Best Stoner Theories for Why 4/20 Is the Day of Weed

Pot.jpg
Pass the dutchie, bro

Yesterday we learned that there's a lot more to 4/20 than just bong rips and bloodshot eyeballs. April 20 marks the anniversary of some pretty serious shit like Hitler's birth and the Columbine Massacre. It's also the day BP ruined the Gulf of Mexico and killed 11 workers in the process after the Deepwater Horizon Semi-Submersible Mobile Offshore Drilling Unit exploded, and released a shit-ton of crude oil into the ocean. It was a total 4/20 buzzkill.

So why is it that a seemingly haunted date is celebrated as pot's counterculture Christmas? Well, there's a bunch of different theories that only make sense when you're high. From pot-related penal codes to Jerry Garcia's favorite hotel room, 4/20's origins remain widely debated. Check out some of our favorite theories after the jump.

1. "We've got a 420 in progress, we're going to need back-up."

It's been rumored that 4/20 was the California penal code for marijuana possession, but sorry stoner, it's not. In fact, penal code 4-20 is about obstructing access to public land and "every person who unlawfully prevents, hinders, or obstructs...is guilty of a misdemeanor."

2. Drug Dealer Pager Code 420.

What came first, the stoner or the beeper? The stoner did, and so did the 420-pot connection that inevitably became a beeper code like 42, 143, 555. The 420-pot/beeper connection pretty much died when cell phones took over, and texting your drug dealer became all the rage. "Yo bro, got work?"

3. The Grateful Dead Insisted on Staying in Room 420.

Yes, the Grateful Dead might be the most overrated dad-rock jam band in the history of modern music, and the only reason pot's become so synonymous with the band isn't because the group members were a bunch stoners, but rather you must be high to listen to their music. The thought of the entire group sharing room 420 is ludicrous. What fourth floor room of any hotel you've ever been to could possibly accommodate Jerry Garcia's fat ass, and a bunch of other sweaty, smelly hippies? None.

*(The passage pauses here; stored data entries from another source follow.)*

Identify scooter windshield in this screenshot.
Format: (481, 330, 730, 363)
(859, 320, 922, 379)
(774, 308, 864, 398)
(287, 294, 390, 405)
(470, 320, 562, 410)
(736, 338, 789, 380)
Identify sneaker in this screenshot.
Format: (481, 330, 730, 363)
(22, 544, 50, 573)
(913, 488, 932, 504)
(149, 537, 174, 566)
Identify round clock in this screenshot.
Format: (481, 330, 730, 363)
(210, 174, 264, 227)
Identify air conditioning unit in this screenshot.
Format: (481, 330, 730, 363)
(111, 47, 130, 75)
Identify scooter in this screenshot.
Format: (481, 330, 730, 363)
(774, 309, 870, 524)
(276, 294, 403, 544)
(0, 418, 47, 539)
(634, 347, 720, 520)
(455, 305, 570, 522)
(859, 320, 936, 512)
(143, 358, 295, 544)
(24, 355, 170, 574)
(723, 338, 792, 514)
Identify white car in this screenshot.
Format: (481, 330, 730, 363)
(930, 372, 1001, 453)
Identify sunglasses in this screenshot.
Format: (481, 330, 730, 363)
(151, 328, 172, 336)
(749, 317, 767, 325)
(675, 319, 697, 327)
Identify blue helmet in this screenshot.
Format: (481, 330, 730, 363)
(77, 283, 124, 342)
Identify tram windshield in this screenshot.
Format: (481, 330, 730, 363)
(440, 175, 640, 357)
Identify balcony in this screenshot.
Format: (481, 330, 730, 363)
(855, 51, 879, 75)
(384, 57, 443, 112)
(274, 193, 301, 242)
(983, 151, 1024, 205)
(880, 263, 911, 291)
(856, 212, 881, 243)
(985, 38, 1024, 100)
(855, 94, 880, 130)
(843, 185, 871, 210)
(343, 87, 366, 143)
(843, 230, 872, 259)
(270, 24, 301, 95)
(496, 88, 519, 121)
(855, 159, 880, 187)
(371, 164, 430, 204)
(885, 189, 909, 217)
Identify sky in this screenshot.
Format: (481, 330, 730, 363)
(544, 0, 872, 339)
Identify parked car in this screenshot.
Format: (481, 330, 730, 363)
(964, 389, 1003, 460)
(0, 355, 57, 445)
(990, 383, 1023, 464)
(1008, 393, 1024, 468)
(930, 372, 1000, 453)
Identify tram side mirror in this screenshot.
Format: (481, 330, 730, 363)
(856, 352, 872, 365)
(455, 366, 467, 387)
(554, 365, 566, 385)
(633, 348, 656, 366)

4. It's Tea Time in Amsterdam.

Really? Everyone knows teatime in Holland is at 3 p.m. Actually, we're not sure if it is because last time we were in Amsterdam, we were so fucked up on mushrooms that we regrettably missed afternoon tea, and opted for a tour of the Van Gogh Museum.

5. 1970s San Rafael, California "High" School Kids Coin the Phrase

According to a High Times magazine article and in-depth research by Huffington Post, a group of stoner classmates who called themselves "The Waldos," coined the 420-term in 1971 when they heard a plot of weed plants near the Point Reyes Peninsula Coast Guard station had been left unattended. They'd meet outside of their San Rafael High School, and embark on a quest to find green each day, but came up short every time. But 420 stuck, and they found it to be a clever code word for pot smoking.

Forty years later, "four-twenty" is still part of the American lexicon.

What did we learn today? Nothing of serious value, just a bunch of useless trivia y'all can share with your frat bros tomorrow when you're posted up on the couch hitting that sweet, glass-on-glass Roor you spent last semester's tuition money on.